The Air Force is moving to expand production of the F-15EX fighter, pushing Boeing toward full-rate output and a fleet that could reach 268 jets under the Pentagon’s latest plans, with possible further increases in the late 2020s if demand holds.
The F-15 has been a mainstay of U.S. air power since 1974, prized for speed, payload, and adaptability rather than stealth. The F-15EX is a heavily modernized evolution of that legacy, keeping the proven airframe while adding modern systems and weapons carriage that aim to keep it relevant in contested airspace. The Air Force and the Department of Defense are now coordinating with Boeing to raise production rates and increase procurement to meet current strategic needs.
Recent budget planning signals a sharp uptick in planned buys, moving procurement well past earlier, lower estimates. The Pentagon’s fiscal outlook envisions buying many more of the jets, including test articles and aircraft covered by prior one-time appropriations. That shift reflects both confidence in the upgraded design and a desire to field large numbers of capable fighters quickly.
The Pentagon’s latest budget request for the air force would more than double the planned procurement of F-15EX strike fighters to 268 examples — moving Boeing to full-rate production of the revamped Cold War jet in the next year.
Boeing has a long-established goal of ramping F-15EX deliveries to two monthly, or 24 jets annually. For several years that outcome was uncertain, as the US Air Force’s acquisition plans fluctuated drastically.
The air force at one point cut its original procurement target of 144 aircraft to 80, then revised the figure up to 104.
The Pentagon’s fiscal year 2027 budget request would surge F-15EX acquisitions to as many as 268 aircraft, including Lot 1 test aircraft and 21 jets funded under the FY2025 one-time budget reconciliation package known as the One Big Beautiful Bill.
Boeing has been aiming for a steady cadence of two jets a month, or 24 a year, and the budget request appears designed to push the company to that rate and beyond. Forecasts inside the document even contemplate larger production runs later in the decade, with buy numbers rising in 2029 and the early 2030s. If the demand materializes, Boeing itself has said it could scale to higher annual outputs, which would compress delivery schedules and expand fleet size more rapidly.
Notably, FY2027 budget projections suggest Boeing could soon expand F-15EX production beyond 24 aircraft annually. The spending request submitted by the air force calls for purchasing 28 jets in 2029 and 36 in both 2030 and 2031.
Boeing has previously said it could increase F-15EX production to 36 aircraft annually if sufficient demand materialises.
That kind of ramp would make the F-15EX a practical backbone for the Air Force’s conventional fighter inventory while other programs mature. The service faces slow delivery schedules on some stealth platforms and long development timelines for proposed jets, so leaning on a high-performing, upgradeable legacy design offers speed and capacity. The F-15EX’s large payload and range let it carry more weapons and sensors than many alternatives, which is a clear advantage in massed operations.

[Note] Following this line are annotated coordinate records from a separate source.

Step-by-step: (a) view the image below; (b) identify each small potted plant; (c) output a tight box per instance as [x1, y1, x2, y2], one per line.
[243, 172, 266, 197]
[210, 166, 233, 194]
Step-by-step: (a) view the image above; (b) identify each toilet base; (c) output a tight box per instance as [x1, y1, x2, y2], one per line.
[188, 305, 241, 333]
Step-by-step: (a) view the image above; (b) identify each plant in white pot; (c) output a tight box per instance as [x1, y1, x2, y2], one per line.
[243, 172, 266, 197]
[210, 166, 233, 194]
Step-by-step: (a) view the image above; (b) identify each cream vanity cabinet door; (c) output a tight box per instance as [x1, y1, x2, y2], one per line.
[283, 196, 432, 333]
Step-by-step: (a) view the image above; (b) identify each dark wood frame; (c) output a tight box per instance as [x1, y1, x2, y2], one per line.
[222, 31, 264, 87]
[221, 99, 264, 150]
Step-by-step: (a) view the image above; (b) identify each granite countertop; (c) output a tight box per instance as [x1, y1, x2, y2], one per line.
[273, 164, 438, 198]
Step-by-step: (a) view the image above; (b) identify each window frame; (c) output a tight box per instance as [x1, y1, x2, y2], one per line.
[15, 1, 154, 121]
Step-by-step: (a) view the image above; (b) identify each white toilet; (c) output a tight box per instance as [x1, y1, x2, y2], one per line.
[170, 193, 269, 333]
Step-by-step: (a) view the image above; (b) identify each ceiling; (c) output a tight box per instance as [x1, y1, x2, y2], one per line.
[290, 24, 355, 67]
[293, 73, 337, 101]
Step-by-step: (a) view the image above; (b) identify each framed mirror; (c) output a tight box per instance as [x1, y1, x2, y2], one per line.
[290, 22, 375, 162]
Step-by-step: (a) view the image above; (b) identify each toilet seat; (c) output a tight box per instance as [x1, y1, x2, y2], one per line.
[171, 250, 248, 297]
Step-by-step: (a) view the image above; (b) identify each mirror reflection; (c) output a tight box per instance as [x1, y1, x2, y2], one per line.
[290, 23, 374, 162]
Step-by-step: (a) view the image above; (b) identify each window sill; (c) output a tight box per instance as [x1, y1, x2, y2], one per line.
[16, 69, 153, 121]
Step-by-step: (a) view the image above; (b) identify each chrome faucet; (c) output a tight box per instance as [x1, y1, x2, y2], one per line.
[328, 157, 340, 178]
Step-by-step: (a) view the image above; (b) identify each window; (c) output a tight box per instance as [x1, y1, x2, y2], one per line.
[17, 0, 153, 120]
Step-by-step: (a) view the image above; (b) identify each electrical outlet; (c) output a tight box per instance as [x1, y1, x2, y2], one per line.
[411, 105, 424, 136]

Beyond raw numbers, the F-15EX brings updated avionics, mission systems, and networking to the table, designed to work with both manned and unmanned partners. It features modern controls, an advanced AESA radar, and electronic-warfare suites intended to help it survive in contested environments. Those capabilities, paired with a heavy weapons load and long loitering ability, give commanders flexible options across a range of missions.
Reusing and modernizing proven platforms is a familiar and often smart approach for the military, stretching development dollars while delivering reliable capability. The Air Force’s history shows many examples where upgraded older airframes continued to deliver value decades after their first flights. The F-15EX could follow that path, offering quantity, capability, and some cost predictability in a volatile procurement environment.

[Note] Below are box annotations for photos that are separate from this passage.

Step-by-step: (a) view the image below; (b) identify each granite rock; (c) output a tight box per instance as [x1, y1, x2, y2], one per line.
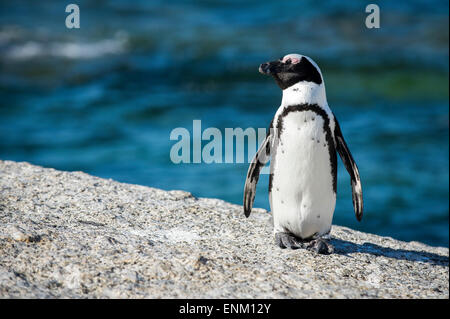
[0, 161, 449, 298]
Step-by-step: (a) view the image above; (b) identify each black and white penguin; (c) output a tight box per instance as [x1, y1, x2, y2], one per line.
[244, 54, 363, 254]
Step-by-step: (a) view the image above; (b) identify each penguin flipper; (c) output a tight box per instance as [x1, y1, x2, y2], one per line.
[334, 117, 364, 221]
[244, 134, 271, 217]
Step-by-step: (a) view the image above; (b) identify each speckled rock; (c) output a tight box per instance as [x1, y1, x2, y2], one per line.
[0, 161, 449, 298]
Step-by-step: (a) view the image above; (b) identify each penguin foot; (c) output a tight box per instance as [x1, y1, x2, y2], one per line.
[306, 238, 334, 255]
[275, 232, 303, 249]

Here, have a look at one of these cutting-edge birds in flight:
Personnel and procurement officials still face choices about fleet composition, modernization mixes, and how to balance stealth investments with high-capacity fighters. But the current direction favors a larger, more quickly fielded F-15EX presence as a complement to other air superiority assets. Continued funding and industrial commitment will determine whether Boeing pushes past 24 jets per year and how fast those additional aircraft reach operational units.